Q: How do we handle sites in different countries? International site selection adds complexity—consider regulatory timelines, language barriers, cultural differences in patient consent, and logistics for drug shipment. The same principles apply, but you may need to partner with a local CRO or feasibility expert to assess each region accurately.

Decision Checklist for Site Selection

• Investigator Experience: Has the PI done a similar trial in the last 2 years? What is their screen failure rate? Are they committed to your timeline?
• Patient Access: How many active patients meet your inclusion criteria? Is the site located in an area with good patient access? Are there competing trials for the same population?
• Site Infrastructure: Does the site have dedicated research staff, adequate space, and reliable equipment? What is their average IRB turnaround time?
• Capacity: How many other trials are ongoing? What is the staff-to-patient ratio? Is there a backup plan for staff turnover?
• Financial Health: Can the site manage the payment schedule? Are there any financial constraints that might affect their performance?
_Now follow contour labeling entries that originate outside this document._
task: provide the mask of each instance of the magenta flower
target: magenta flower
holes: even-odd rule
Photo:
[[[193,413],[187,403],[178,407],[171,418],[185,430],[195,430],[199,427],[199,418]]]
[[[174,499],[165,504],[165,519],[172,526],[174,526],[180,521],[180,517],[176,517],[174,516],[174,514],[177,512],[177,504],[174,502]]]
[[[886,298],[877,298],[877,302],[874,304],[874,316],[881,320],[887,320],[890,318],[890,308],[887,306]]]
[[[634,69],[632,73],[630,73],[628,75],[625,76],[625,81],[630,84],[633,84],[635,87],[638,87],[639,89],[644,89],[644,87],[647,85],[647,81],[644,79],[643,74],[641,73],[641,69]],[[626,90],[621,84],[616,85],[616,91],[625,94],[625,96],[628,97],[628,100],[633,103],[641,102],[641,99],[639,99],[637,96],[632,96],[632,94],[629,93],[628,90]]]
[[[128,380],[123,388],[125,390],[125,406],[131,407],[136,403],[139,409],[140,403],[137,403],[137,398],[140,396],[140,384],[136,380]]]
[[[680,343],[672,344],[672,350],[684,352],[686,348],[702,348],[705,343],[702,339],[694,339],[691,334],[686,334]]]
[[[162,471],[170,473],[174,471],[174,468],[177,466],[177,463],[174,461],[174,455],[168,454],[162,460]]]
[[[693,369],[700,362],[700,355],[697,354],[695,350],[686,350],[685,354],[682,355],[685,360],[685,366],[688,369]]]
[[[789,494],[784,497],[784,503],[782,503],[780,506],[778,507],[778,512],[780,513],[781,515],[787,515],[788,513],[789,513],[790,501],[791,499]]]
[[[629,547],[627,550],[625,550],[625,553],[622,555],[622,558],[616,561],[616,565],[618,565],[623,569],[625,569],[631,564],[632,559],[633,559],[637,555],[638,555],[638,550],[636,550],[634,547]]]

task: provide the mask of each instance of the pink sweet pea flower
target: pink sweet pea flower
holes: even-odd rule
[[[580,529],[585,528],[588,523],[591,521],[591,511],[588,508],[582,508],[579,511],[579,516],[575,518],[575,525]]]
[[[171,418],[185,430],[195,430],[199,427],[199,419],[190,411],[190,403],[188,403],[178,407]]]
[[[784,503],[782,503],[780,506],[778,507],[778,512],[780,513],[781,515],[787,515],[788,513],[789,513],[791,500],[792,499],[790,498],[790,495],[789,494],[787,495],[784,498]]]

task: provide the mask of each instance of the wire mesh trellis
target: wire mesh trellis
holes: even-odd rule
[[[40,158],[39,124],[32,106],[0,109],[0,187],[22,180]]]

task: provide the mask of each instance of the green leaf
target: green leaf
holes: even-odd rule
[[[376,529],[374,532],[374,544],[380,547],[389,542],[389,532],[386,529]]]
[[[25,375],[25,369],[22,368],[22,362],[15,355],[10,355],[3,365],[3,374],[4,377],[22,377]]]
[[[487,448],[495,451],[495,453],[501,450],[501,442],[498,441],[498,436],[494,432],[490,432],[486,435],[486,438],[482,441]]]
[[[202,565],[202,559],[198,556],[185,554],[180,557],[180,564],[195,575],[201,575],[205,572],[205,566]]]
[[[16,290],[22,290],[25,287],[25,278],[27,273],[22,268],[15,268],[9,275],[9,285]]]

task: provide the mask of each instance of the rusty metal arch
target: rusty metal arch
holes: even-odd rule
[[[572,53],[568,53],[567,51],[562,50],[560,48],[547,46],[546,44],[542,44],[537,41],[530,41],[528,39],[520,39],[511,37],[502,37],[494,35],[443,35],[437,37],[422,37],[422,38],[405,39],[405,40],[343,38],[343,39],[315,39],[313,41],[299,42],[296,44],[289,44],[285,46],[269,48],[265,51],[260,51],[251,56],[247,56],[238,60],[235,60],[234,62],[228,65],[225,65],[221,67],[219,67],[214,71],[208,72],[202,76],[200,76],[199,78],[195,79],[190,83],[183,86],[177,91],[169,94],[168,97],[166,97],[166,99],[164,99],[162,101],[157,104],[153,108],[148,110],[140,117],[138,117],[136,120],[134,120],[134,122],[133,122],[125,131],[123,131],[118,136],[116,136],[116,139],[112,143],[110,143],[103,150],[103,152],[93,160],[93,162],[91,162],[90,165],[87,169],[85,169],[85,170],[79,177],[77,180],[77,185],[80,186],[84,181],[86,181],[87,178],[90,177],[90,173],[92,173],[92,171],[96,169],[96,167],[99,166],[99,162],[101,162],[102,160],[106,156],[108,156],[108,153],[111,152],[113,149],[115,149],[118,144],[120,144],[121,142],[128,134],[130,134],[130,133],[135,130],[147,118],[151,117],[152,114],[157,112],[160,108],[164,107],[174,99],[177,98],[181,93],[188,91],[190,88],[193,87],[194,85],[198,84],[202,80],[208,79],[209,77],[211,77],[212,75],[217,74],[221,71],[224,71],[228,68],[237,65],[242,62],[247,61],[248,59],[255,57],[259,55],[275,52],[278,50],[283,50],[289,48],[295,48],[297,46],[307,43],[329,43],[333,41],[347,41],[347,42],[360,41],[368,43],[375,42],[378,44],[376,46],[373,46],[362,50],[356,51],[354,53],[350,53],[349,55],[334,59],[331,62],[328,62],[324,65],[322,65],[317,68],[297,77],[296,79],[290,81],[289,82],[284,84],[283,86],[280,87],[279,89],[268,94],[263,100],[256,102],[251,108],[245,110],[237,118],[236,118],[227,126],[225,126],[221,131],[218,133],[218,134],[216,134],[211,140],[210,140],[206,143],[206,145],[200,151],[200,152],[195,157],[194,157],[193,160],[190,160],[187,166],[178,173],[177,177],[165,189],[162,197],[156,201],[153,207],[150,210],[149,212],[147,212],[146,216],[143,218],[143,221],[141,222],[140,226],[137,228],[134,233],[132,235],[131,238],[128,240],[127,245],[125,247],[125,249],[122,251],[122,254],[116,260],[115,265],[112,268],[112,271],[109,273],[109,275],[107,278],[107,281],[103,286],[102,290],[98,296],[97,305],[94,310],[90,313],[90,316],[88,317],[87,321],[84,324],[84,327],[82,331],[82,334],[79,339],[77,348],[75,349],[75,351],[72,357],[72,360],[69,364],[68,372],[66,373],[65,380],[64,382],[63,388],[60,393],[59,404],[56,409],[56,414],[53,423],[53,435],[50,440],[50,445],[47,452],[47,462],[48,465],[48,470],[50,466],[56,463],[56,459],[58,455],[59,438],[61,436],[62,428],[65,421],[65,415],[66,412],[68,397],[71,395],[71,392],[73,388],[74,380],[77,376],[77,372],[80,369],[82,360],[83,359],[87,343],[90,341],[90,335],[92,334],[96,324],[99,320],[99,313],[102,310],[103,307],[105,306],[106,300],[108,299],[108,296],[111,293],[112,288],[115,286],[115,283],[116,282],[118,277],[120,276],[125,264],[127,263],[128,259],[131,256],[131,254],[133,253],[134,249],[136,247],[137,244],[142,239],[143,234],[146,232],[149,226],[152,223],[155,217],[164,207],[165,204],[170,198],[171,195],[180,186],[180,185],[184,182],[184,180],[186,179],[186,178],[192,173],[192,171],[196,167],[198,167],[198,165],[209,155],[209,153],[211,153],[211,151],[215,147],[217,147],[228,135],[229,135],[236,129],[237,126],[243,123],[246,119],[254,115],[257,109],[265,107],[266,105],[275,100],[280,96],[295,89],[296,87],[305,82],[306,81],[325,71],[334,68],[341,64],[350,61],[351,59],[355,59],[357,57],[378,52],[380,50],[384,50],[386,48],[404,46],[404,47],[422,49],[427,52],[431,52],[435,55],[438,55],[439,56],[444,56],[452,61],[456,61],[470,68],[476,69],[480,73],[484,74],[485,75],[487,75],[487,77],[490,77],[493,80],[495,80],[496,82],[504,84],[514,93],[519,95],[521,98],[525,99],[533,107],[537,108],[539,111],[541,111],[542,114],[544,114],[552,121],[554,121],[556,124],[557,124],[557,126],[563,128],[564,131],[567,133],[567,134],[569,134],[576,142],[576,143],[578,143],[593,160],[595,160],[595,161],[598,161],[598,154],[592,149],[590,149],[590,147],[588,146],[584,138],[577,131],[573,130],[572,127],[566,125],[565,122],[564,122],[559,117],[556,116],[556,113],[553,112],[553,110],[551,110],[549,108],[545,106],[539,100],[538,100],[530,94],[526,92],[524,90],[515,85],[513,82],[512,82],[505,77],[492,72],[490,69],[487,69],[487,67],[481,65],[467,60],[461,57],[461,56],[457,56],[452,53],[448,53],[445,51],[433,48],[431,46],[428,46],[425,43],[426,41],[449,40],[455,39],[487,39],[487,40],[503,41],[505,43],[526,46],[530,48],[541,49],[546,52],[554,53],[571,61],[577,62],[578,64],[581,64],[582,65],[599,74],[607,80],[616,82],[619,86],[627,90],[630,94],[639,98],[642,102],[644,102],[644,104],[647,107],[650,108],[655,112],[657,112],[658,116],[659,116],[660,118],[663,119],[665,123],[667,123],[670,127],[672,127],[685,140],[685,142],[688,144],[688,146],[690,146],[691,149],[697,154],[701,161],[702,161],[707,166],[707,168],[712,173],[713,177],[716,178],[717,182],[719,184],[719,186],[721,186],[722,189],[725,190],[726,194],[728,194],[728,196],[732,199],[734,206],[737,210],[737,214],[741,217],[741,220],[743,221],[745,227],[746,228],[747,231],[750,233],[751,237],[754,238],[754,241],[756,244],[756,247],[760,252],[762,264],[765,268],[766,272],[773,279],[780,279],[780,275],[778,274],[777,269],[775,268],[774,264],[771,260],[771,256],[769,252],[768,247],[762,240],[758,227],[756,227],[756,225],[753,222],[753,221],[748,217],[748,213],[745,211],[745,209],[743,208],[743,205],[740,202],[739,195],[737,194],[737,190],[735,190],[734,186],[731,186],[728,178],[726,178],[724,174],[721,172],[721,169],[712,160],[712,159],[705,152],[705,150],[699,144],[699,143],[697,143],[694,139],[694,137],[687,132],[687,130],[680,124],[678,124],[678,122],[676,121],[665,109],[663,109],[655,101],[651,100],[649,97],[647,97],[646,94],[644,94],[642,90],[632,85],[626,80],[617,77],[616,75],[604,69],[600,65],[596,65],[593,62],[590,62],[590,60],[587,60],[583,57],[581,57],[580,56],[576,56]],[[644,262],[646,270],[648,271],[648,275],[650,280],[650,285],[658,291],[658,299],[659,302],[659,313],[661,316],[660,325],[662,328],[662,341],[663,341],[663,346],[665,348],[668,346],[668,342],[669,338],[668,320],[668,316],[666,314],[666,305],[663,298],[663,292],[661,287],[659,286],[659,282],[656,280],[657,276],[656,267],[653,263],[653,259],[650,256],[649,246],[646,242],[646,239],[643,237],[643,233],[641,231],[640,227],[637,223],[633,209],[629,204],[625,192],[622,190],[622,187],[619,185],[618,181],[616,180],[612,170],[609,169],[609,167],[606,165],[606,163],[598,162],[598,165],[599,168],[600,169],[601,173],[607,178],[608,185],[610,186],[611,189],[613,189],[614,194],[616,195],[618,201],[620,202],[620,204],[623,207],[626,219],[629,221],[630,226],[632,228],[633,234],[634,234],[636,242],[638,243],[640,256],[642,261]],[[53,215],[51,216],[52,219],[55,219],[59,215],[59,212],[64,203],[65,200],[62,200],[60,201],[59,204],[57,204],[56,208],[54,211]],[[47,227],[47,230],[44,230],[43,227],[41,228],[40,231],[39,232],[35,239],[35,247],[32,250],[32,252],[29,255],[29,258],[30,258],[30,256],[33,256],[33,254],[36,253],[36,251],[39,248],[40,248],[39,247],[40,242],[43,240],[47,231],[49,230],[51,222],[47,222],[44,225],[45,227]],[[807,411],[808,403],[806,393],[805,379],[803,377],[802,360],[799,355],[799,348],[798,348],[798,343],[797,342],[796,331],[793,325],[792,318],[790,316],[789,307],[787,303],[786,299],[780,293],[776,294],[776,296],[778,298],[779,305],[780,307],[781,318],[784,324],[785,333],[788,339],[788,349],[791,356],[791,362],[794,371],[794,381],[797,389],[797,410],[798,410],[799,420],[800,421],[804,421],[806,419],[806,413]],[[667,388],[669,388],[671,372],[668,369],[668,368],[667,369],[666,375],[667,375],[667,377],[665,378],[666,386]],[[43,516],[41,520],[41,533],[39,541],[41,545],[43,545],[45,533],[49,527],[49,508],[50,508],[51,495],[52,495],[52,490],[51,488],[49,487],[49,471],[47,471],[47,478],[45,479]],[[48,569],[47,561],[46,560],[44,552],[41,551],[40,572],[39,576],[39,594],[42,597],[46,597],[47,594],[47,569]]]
Use this checklist as a starting point and adapt it to your specific therapeutic area and protocol complexity. The goal is to make site selection a data-driven, repeatable process—not a gamble.

From Mistakes to Mastery: Your Next Steps

Site selection is not a one-time event but a continuous improvement process. The three mistakes we've covered—overlooking investigator commitment, ignoring patient realities, and underestimating infrastructure—are common but entirely avoidable. By adopting a structured framework, leveraging the right tools, and maintaining open communication with sites, you can significantly improve your trial's chances of success.

Start with your current trial. Review your site selection decisions using the checklist above. Identify any sites that may have been chosen hastily or without sufficient data. For future trials, commit to a feasibility process that includes at least two of the four phases we described. Even small improvements—such as adding a site visit or requesting EHR data—can prevent major setbacks.

Remember, the goal is not to eliminate all risk; some uncertainty is inherent in clinical research. But by making smarter site choices, you reduce the most common sources of delay and cost overrun. Your patients, your team, and your organization will benefit from trials that enroll on time and produce high-quality data.

We encourage you to share this guide with your clinical operations team and discuss how you can implement these practices. Better site selection leads to better trials, and better trials lead to better treatments for patients who are waiting.